Welbeck, Van Persie and Kagawa all had further chances before half time, but couldn’t convert leaving the game delicately balanced at the break. There was no doubt United were playing the better football, but as the game against Spurs last week proved, 90+ minutes of concentration would be needed to make sure of maximum points.
The second half was a strange mix of terribly off-form play from United, and increasing levels of self belief from Southampton. In truth nearly almost every player in red must have misplaced a pass or two during the second 45, and it was as if the ghost of the Spurs game was looming large.
Credit to the visitors, they pushed up well, perhaps sensing that United were there for the taking and created a few good chances in the second half, most notably a Ricky Lambert free kick that De Gea pushed wide.
Sir Alex waited until the 63rd minute to make his first substitution, Ferdinand for Smalling, with a probable eye on steading the defence.

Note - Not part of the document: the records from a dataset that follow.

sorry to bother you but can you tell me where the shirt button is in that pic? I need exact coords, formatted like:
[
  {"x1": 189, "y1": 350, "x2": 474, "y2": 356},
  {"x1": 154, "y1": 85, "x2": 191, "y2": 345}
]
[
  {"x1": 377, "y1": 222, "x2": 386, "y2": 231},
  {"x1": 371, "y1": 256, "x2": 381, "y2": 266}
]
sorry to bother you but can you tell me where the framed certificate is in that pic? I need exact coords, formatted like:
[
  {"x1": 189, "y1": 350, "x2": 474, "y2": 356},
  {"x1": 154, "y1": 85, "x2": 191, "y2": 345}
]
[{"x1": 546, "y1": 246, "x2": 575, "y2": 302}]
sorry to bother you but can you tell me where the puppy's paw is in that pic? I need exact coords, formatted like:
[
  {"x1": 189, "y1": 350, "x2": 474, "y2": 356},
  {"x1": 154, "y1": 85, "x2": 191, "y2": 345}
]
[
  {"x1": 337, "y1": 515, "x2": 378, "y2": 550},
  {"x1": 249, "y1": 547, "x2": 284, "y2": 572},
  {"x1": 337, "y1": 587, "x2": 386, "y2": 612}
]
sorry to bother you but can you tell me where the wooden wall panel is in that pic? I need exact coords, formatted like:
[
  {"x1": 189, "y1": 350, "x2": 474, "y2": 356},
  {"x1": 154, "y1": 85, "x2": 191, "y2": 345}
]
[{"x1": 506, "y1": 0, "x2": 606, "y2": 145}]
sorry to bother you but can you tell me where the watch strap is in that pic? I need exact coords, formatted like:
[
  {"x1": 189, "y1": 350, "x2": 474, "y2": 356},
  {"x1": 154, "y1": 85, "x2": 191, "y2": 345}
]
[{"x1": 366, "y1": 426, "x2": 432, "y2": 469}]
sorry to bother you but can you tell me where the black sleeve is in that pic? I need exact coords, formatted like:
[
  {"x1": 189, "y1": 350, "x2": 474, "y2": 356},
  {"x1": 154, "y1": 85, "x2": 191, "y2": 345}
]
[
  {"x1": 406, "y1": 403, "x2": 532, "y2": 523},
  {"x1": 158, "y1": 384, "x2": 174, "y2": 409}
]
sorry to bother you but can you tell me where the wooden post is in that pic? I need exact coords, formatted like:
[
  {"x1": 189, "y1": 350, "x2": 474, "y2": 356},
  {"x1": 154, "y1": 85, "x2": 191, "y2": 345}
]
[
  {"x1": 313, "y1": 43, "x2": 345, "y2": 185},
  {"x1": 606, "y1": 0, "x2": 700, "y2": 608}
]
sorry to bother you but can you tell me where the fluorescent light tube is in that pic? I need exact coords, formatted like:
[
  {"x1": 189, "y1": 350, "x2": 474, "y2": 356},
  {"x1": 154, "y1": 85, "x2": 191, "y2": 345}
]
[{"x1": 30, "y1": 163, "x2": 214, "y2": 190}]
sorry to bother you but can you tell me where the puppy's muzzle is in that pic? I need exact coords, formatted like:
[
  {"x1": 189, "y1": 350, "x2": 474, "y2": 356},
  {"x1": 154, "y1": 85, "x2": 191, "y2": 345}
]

Anderson soon followed (as is customary after 70ish mins) with Rafael entering the fold, and Jones pushing up to midfield. 3 minutes later Nani came on for Kagawa and United had their brightest spell for the whole second half culminating in a headed goal for Robin van Persie which was adjudged to be offside.
With depressing familiarity as the half wore on, United sunk deeper and deeper, playing into the hands of Southampton who had nothing to lose by throwing as many men forward as possible. Having seen cross-town rivals City only manage a draw at bottom of the league QPR last night, the importance of extending their lead to 7 points was known to players and fans alike and so the atmosphere became more tense with every misplaced pass or foul.
Whilst it may be fair to say that the fans could expect United to be able to play their way out from under so much pressure from a newly promoted side, i sometimes get a sense from the stands that any mistake from any of our players must be punished with a torrent of abuse. Indeed, an increasingly vocal contingent of the Old Trafford crowd appear so spoiled by success that the thought of Southampton getting anything from the game is like a personal insult. Some would do well to remember that mistakes do happen, and they’re almost never deliberate. The label of ‘supporter’ cannot, in its most literal sense, by applied to some of the inhabitants of the Theatre of Dreams which is both a shame for them and the players they watch every week.
United saw out the game without any of the previous weekends late drama and were so rewarded with a 7 point lead atop the league with 14 games to go. As mentioned in Sir Alex’s programme notes tonight, complacency must now become the watchword if the red half of Manchester is to celebrate a record 20th top tier title in May.